LG Hannover: Wann sind personenbezogene Daten pseudonymisiert und wann anonymisiert?

Pseudonymisierte Personaldaten gelten als faktisch anonym, wenn der Empfänger sie realistisch keiner Person zuordnen kann oder will.

Pseudonymisierte Daten sind dann faktisch anonym, wenn der Empfänger sie nicht bestimmten Personen zuordnen kann und auch keinen Anlass oder Möglichkeit zur Zuordnung hat (LG Hannover, Beschl. v. 26.02.2025 - Az.: 128 OWiLG 1/24).

Ein großer Automobilkonzern wurde beschuldigt, personenbezogene Daten seiner Beschäftigten ohne ausreichende Information an einen US-Compliance-Monitor weitergegeben zu haben. Dabei ging es um Listen mit Personalnummern, Hintergrundprüfungen und Angaben zu Disziplinarmaßnahmen. Diese Daten waren meist pseudonymisiert, also ohne Klarnamen.

Die Datenschutzbehörde hielt dies dennoch für einen DSGVO-Verstoß, da die Daten nur pseudonymisiert, aber nicht anonymisiert worden seien, und leitete ein entsprechendes Ordnungswidrigkeiten-Verfahren ein.

Dieser Argumentation folgte das LG Hannover jedoch nicht.

Entscheidend sei die Sichtweise des Empfängers, in diesem Fall des US-Monitors. Pseudonymisierte Daten (z. B. nur mit Personalnummern) seien auch dann faktisch anonym, wenn der Empfänger sie nicht bestimmten Personen zuordnen könne und auch keinen Anlass oder Möglichkeit zur Zuordnung habe.

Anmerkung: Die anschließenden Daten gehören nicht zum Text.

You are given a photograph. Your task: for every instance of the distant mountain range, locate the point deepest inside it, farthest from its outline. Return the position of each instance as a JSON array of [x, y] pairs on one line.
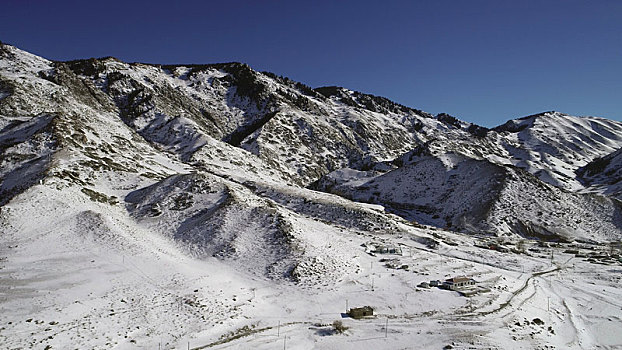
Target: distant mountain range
[[190, 149]]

Der Monitor sei im Ausland tätig gewesen und habe keinen Zugang zu den internen Systemen des Unternehmens gehabt. Auch wenn er theoretisch Klarnamen hätte anfordern können, hat er dies nicht getan. Solange er sich mit den pseudonymisierten Daten begnügt, sind diese für ihn praktisch anonym.

"Die Pseudonymisierung kommt hier jedoch einer Anonymisierung tatsächlich sehr nahe (Stichwort: anonymisierende Pseudonymisierung). 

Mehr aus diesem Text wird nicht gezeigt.